The sufficiency of the instant bill was challenged by the general demurrer, and sustained by the trial court. All amendable defects being treated as made, no reversible error was committed, if it be conceded (without deciding that the ordinance was an excess of the exercise of the police powers of the city) that the ordinance was unconstitutional and void. No such property rights are destroyed or impaired, as shown by the averments of the bill, as to bring it within the exception to the general rule to which we have adverted.
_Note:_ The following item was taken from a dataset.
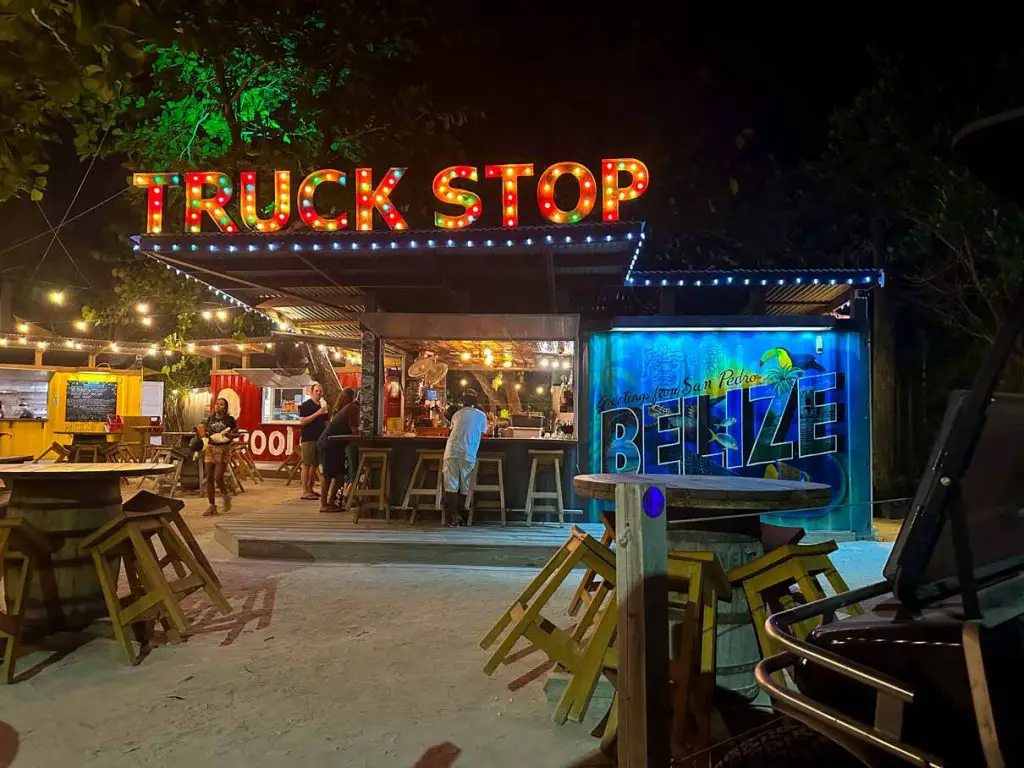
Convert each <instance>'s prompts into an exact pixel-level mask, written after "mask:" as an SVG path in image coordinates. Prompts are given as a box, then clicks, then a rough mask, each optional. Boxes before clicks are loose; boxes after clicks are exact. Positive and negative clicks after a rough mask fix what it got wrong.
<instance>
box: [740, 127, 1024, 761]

According to the allegations of the bill, appellant is the president, majority stockholder, and active officer or agent of the Harris Transfer Warehouse Company, a corporation authorized to conduct a transfer business in the city of Birmingham. The prosecutions initiated and threatened, as in the bill averred, were against said Harris for the violation of the ordinance, by virtue of the fact that he was the executive head or agent of the corporation violating the ordinance. That a prosecution may be maintained against an agent of a corporation for the criminal violation of a statute or ordinance was announced in Williams v. Talladega,
The bill is without equity. The decree of the circuit court, in equity, is affirmed.
Affirmed.
ANDERSON, C. J., and McCLELLAN and SOMERVILLE, JJ., concur.